We are working on piRNAs that prevent the reintegration of transposons into the genome. They propose a model to address the issue of the biogenesis of these piRNAs.​​

Published on 16 October 2017
The ambivalence of the role of transposons in eukaryotic genomes is fascinating: these small nucleic acids mobile elements are at the same time motor of evolution by generating new functionalities and source of deleterious mutations when they integrate into essential genes. In fact, an uncontrolled mobilization of these elements in the germ line makes the animals sterile. In this context, the maintenance of the integrity of eukaryotic genomes depends on an impressive number of molecular processes, among which the genesis of small RNAs acting as guardian of the genome by controlling the mobilization and integration of transposons in the germ line.

These small RNAs, called piRNAs because they interact with PIWI (PIWI interacting RNAs) proteins, are 24-30 nucleotide RNAs. Expressed exclusively in the germ line, they pair with RNA transcripts from transposons to cause their degradation and prevent their reintegration as DNA in the genome. The primary biogenesis of these RNAs transcripts is based on long single-stranded RNA precursors, themselves transcribed from clusters of transposons. However, molecular mechanisms that identify single-stranded RNA as a precursor for piRNA biogenesis are poorly understood while this identification is crucial for targeting the mobile elements in a specific manner among the set of cellular RNAs. 

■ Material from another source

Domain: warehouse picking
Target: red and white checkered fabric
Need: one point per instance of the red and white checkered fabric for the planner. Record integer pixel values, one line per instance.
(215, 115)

In a recent study carried out in collaboration with the University of Geneva, we used the Drosophila melanogaster fly to address the issue of piRNAs biogenesis. From transgenic lines of Drosophila flies, we demonstrate that the artificial anchoring of specific factors of piRNAs biogenesis to a long RNA transcript is sufficient to identify the latter as a precursor for the piRNAs biogenesis in the ovaries (Figure). This results in fragmentation of the "reporter" transcript into thousands of piRNAs. These small RNAs are then loaded into PIWI proteins and amplified.

Armi (Armitage) is a factor involved in the biogenesis of piRNA. In this experiment, the tagged HA-Armi protein, fused or not to the N sequence which recognizes the BoxB box, is expressed specifically in the Drosophila ovaries with a reporter gene which contains the coding sequences of the Luciferase and LacZ genes from either side of a BoxB box. RNAs associated with PIWI proteins are isolated by immuno-precipitation and analyzed by high throughput sequencing.
We observe the directional genesis (5’->3’) of piRNAs from the LacZ gene in the case of the Armi N-HA construct which is capable of binding to the reporter gene while the HA-Armi construction is not functional.